Caught. He knew what I was as I knew what he was. But there were degrees of knowing.
I shook my head, trying to clear it. So now he knew I wasn’t beyond checking him out as a suspect.
Deal with one issue at a time. But before I could he asked, “Do your superiors know what you are?”
“Not
your concern.”
He tilted his head. “It can be my concern if I reveal to them what I know about you.”
“I don’t respond well to threats.” I stepped close enough my voice wouldn’t carry. “Especially from arrogant warlocks.”
He smiled, his teeth a gleam in the darkness.
I was near enough to smell his very sexy cologne and the heat of his skin beneath it. No cinnamon here as there’d been in his office; something more elemental, more primordial.
Mistake.
He paused, then asked, “Are you willing to die?”
“Not if I have a choice,” I answered truthfully, surprised that I spoke so freely to him. What was wrong with me?
He said something in a tongue I didn’t recognize. I didn’t hear it as much as feel it, wrapping around me, lulling me, soothing.
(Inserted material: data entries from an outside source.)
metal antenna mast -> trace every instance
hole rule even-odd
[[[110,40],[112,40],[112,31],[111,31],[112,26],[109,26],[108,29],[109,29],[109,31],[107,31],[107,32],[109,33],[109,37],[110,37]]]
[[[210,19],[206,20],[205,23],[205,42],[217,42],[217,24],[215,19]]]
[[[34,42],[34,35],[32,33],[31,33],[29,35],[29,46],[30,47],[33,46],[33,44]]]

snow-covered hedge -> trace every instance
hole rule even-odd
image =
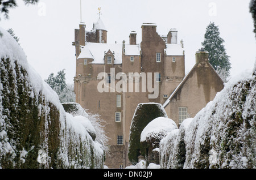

A spell? Would he be so bold?
In a heartbeat.
He stepped closer, hands now jammed in his pockets, his shoulders loose. So why did I feel threatened?
“What are you doing?” I asked, my voice hoarse, my legs weighted to the rooftop as if they grew there.
Not good. What had Ling Mai called this place? The tiger’s den. And Bran was the tiger. I fingered my ring, twirling it slowly, each revolution like hearing a song sung far off and faint. Touching the ring was like having a crossing guard stop sign flashed before me. It could shout STOP, but didn’t indicate if a Mini Cooper or a semi-truck was bearing down on me. And it sure as heck wasn’t making it easy not to get caught in the web Bran was weaving.
Van. Think Van.
I squared my shoulders and shook my head. “If you have nothing new, it’s been a long day and I understand we’re leaving early in the morning for the next location.”
I summoned every ounce of energy I had to whisper the words. There was tired and there was stupid. Stupid could get me killed.
“Yes.” He didn’t move, but I sensed a change. “I mean what I said.”
I too easily recalled his words. “About my leaving?”
“It’s still true.”
“You asked specifically for me.”
They weren’t the words I’d meant to utter.
“My wanting you to leave is not personal.”